Sorry for the double post......technically challenged today....


----------



## sbooy42 (Mar 6, 2007)

NICE...I like the blue.


----------



## 3fingervic (Jan 28, 2009)

Great looking bow. I don't think my wife will buy into me saying I need another bow. Can your wife call my wife, to ask her if I can buy a new bow. My # is 555-HELP.


----------



## 454casull (Jan 6, 2005)

She doesn't know....shhhhh! If mine called yours we'd both need lawyers!


----------



## sbooy42 (Mar 6, 2007)

:chillin:Sounds like new huntn partners in the making


----------



## rascal trophy fishing (Dec 3, 2008)

She looks like a real dandy, alot of tech behind that one I do suppose. Pricey too? Thanks.


----------



## 454casull (Jan 6, 2005)

The bow retails for $729 w/G-fade, $699 w/out. In the big picture of our sport it is not that expensive. Smooth draw for a binary system, really settles smoothly into the back wall which is a ROCK! Grip is stellar very comfortable low wrist.
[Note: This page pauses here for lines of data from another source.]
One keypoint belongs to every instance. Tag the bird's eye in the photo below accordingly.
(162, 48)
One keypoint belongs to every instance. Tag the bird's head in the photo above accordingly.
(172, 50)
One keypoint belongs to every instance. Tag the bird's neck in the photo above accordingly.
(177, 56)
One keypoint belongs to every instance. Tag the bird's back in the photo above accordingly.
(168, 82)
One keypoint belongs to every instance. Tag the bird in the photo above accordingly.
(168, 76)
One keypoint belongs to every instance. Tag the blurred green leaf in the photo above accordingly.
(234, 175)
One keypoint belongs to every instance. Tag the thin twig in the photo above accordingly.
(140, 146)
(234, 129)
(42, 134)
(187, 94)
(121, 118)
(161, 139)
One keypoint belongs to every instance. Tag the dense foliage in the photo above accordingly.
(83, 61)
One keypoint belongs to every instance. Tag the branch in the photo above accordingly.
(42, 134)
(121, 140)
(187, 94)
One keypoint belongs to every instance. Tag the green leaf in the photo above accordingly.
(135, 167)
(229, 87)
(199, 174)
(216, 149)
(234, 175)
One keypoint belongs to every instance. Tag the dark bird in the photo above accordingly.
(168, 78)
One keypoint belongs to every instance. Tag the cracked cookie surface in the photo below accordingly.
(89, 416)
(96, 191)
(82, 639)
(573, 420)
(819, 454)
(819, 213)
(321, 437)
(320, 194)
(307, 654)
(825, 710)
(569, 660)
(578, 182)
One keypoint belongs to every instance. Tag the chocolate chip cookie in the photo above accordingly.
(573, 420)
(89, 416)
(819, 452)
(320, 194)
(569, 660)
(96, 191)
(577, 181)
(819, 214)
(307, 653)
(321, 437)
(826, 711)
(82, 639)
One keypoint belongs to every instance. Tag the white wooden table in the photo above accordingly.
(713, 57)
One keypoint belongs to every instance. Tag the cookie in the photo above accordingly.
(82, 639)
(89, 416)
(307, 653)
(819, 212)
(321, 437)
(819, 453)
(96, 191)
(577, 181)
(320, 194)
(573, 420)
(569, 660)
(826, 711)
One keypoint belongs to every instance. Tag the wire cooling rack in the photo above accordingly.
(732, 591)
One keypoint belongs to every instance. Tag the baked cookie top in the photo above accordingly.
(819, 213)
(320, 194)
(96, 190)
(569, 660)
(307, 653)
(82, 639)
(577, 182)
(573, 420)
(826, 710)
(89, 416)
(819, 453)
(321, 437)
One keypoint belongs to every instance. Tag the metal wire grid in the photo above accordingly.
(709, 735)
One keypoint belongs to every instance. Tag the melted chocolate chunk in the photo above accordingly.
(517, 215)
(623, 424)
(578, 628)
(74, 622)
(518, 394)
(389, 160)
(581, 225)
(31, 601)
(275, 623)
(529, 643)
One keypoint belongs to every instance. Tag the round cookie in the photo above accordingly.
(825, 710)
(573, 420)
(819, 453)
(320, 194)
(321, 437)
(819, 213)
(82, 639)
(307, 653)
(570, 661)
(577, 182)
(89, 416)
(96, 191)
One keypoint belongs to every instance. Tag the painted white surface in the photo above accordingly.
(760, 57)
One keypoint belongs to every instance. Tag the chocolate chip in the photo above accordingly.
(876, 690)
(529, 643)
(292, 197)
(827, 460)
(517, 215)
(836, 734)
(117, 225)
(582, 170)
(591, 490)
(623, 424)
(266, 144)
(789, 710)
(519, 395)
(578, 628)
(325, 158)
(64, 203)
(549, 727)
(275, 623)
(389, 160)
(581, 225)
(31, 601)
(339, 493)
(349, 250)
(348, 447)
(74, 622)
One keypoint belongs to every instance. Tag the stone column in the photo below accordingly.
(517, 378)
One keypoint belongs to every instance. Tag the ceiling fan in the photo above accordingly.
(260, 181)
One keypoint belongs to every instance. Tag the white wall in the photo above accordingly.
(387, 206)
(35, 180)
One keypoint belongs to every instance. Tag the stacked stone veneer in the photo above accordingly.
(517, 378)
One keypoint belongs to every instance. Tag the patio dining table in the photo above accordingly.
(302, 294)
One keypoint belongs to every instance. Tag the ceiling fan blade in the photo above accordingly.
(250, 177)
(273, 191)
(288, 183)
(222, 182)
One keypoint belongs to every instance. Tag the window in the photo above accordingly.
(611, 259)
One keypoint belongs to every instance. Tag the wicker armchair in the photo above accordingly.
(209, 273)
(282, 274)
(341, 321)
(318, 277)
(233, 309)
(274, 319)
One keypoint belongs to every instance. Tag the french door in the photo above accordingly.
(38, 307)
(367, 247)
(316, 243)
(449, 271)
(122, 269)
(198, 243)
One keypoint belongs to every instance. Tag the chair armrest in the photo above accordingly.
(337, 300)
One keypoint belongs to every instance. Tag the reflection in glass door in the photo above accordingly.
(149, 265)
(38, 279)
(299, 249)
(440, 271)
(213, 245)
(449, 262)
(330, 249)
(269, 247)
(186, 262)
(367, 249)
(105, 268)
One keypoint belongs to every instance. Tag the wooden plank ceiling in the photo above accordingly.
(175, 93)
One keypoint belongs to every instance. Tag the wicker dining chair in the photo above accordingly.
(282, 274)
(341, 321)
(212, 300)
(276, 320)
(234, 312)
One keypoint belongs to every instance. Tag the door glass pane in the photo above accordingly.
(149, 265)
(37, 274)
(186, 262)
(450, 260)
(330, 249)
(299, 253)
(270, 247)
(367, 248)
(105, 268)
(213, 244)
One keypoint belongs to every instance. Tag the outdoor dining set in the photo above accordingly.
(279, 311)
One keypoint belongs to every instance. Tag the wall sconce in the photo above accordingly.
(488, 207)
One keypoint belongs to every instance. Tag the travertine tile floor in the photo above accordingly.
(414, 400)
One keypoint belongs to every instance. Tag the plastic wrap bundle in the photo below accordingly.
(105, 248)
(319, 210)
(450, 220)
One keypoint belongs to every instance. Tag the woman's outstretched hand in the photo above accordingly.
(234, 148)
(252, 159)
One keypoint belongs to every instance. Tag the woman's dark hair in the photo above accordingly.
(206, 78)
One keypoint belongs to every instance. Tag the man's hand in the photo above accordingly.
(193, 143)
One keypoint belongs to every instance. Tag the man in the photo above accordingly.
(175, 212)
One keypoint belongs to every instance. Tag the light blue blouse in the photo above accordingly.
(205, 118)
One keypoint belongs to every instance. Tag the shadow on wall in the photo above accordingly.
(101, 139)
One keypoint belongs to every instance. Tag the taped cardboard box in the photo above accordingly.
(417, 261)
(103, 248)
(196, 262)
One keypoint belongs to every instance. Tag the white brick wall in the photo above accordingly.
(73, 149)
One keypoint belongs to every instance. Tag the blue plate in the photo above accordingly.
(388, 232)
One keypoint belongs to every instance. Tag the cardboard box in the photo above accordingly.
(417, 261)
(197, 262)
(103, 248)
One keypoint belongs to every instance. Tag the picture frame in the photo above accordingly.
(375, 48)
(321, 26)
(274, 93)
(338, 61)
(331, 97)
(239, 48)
Made in Michigan, nuff said....


----------



## 454casull (Jan 6, 2005)

sbooy42 said:


> :chillin:Sounds like new huntn partners in the making


Hey now!


----------



## thill (Aug 23, 2006)

I also upgraded this year after about 12 years of shooting the same bow. The Quest Primal was one of the top 5 I shot. Very sweet bow! I loved the rock solid back wall. Shot amazingly well. When going from a 12 year old bow to a 2010, the differences were amazing. It was soo hard to narrow it down to the final pick! 

Congrats!


----------



## 454casull (Jan 6, 2005)

These new designs do perform much better than the older equipment. Some guys/gals can shoot anything; they are that good, but on average I can say with confidence that a new bow (not every year) WILL make a difference. A rock solid back wall allows for proper shot execution as well.


----------